On a similar note, perhaps you set a goal to “exercise more” (the most common New Year’s resolution of 2021). While that’s a noble, healthy goal, it’s also vague and unreasonable. If you didn’t exercise at all in 2020, you could take a walk around the block and call the year a win. Instead, think more reasonably and set a more tangible goal, like joining a gym and going a few times a week, investing in home exercise equipment, or joining a recreational sports team.
A good New Year’s resolution should be both ambitious and measurable-difficult enough that it inspires real change, yet not impossible or unreasonably lofty. You don’t want to set yourself up for failure, but you also don’t want to give yourself false praise.
Resolution 2: Focus on What You Want to Change, Not What Others Want You To Change
Perhaps most importantly, your New Year’s resolution(s) should reflect your own personal values. The secret to success is more than just setting the right goals: it’s setting goals for which you have a passion. That means looking for improvement and growth in yourself over all else. In other words, your goals or resolutions should be what you want, not what others want.
According to researcher FranklinCovey, over one-third of folks who make a resolution give up before the end of January. One of the most common reasons people give up is because they set a goal that society expects them to set and not a goal of which they have any hope-or aim-of achieving.
Set goals that you would be proud to achieve. A good rule of thumb is this: a resolution is good if you can achieve it, not tell anyone, any still feel good about it.

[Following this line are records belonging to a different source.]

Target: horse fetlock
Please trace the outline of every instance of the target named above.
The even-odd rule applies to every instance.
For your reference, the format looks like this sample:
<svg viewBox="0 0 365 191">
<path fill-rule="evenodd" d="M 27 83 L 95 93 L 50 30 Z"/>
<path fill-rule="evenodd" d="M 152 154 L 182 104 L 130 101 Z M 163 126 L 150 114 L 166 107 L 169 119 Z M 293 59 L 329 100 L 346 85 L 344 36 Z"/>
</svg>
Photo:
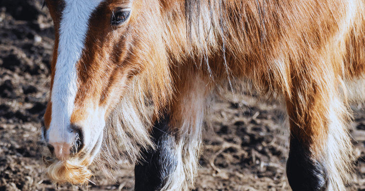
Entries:
<svg viewBox="0 0 365 191">
<path fill-rule="evenodd" d="M 327 170 L 324 164 L 309 149 L 291 141 L 291 149 L 287 162 L 287 175 L 293 191 L 325 191 L 328 185 Z"/>
</svg>

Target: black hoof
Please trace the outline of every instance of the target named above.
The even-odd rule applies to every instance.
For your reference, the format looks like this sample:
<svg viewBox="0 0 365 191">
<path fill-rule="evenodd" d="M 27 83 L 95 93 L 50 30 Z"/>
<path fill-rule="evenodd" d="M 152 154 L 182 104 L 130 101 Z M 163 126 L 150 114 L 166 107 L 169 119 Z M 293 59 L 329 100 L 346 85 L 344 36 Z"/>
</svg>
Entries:
<svg viewBox="0 0 365 191">
<path fill-rule="evenodd" d="M 328 181 L 325 166 L 313 161 L 308 149 L 291 140 L 287 175 L 293 191 L 325 191 Z"/>
</svg>

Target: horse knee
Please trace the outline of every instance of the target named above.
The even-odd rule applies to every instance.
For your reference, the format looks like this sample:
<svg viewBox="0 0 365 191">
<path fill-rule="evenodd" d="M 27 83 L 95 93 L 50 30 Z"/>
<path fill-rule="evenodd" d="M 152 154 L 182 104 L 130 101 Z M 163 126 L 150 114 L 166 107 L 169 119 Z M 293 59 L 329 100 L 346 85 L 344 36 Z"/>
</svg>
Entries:
<svg viewBox="0 0 365 191">
<path fill-rule="evenodd" d="M 326 167 L 313 159 L 303 143 L 292 139 L 287 176 L 293 191 L 324 191 L 328 185 Z"/>
</svg>

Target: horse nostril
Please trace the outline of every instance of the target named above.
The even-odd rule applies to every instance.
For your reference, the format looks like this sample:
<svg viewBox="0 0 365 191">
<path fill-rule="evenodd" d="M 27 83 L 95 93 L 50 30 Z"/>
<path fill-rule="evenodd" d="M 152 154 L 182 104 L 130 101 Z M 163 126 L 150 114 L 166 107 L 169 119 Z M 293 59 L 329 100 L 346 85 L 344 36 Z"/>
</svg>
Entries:
<svg viewBox="0 0 365 191">
<path fill-rule="evenodd" d="M 81 128 L 78 126 L 72 125 L 71 129 L 75 133 L 75 140 L 73 146 L 71 148 L 71 152 L 75 154 L 84 148 L 84 134 Z"/>
<path fill-rule="evenodd" d="M 47 145 L 47 147 L 48 147 L 48 149 L 50 150 L 50 151 L 51 152 L 51 153 L 53 153 L 53 152 L 55 151 L 55 147 L 51 144 L 48 144 Z"/>
</svg>

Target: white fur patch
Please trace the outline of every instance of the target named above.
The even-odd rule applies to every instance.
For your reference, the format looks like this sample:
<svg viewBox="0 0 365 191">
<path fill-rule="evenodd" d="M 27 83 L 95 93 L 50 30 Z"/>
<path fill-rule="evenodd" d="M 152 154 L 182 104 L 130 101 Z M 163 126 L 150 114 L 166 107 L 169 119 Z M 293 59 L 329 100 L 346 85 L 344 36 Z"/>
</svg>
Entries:
<svg viewBox="0 0 365 191">
<path fill-rule="evenodd" d="M 69 130 L 77 90 L 76 64 L 84 49 L 89 20 L 102 0 L 65 0 L 52 97 L 52 114 L 48 131 L 50 142 L 71 144 Z"/>
</svg>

While making your goals public may help with accountability, if it’s not something you really care about, you also won’t care if you fail.

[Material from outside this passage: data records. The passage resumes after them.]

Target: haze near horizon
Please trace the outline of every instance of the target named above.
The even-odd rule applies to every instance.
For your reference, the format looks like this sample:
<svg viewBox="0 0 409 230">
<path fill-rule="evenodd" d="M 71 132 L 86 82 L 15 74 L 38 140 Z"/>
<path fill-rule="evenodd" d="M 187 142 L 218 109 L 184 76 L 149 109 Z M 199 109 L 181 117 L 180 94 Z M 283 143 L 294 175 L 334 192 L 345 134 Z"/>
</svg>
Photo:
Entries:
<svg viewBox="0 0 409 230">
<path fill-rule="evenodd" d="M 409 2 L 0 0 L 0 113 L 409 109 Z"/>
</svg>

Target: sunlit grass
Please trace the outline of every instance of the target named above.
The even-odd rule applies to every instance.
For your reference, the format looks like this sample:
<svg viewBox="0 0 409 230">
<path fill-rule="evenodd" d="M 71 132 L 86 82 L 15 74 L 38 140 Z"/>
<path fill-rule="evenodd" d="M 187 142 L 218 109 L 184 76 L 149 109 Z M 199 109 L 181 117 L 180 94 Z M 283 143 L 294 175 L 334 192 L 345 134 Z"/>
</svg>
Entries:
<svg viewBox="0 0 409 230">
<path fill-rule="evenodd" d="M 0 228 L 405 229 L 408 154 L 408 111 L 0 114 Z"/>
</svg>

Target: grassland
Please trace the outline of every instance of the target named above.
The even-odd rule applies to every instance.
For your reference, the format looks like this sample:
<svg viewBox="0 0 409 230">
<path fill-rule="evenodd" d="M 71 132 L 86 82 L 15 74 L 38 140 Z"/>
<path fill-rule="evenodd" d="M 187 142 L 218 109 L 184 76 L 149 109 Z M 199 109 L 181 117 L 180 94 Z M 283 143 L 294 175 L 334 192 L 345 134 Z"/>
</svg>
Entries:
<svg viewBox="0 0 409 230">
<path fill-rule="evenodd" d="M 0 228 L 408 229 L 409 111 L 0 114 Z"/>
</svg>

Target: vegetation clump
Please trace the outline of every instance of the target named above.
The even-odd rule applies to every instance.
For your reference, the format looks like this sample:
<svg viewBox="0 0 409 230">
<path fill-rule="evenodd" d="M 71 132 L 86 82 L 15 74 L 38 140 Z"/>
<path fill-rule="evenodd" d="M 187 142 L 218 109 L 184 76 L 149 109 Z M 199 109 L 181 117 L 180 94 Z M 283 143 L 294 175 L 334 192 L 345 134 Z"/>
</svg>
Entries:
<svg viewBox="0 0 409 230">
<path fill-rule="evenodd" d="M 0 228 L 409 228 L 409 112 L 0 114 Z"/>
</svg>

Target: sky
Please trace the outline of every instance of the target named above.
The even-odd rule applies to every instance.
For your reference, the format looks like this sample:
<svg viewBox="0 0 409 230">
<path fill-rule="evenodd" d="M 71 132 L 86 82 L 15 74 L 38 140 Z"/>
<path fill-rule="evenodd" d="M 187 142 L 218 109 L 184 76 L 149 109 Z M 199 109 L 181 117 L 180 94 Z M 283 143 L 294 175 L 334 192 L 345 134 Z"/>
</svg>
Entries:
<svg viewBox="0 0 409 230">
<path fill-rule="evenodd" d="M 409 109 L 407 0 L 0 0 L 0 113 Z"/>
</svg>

Resolution 3: Set Yourself Up For Success
According to Statista, in 2018, only 4% of survey respondents stuck to their resolutions for the entire year. Another main reason so many people gave up? They had no support system. Whether you reward yourself for success or surround yourself with motivators and those who will hold you accountable, a support system will significantly increase your odds of achieving your goals.
Your goals will invariably face obstacles throughout the year-some days (or weeks) you might feel like staying in bed, splurging on retail therapy, or chowing down a greasy burger and fries-but if you have the right support system in play, you’ll be able to ward off those cravings and stick to your guns.
Will You Accomplish Your New Year’s Resolutions?
Are your resolutions for 2022 reasonable? Are they resolutions you really feel passionate about? Do you have a support system to help keep you accountable?
Write your resolutions down in a notebook and check back daily-or weekly-to make sure you’re on track. Don’t be afraid to ask friends, family, and loved ones for help. With the right plan, 2022 can be your year!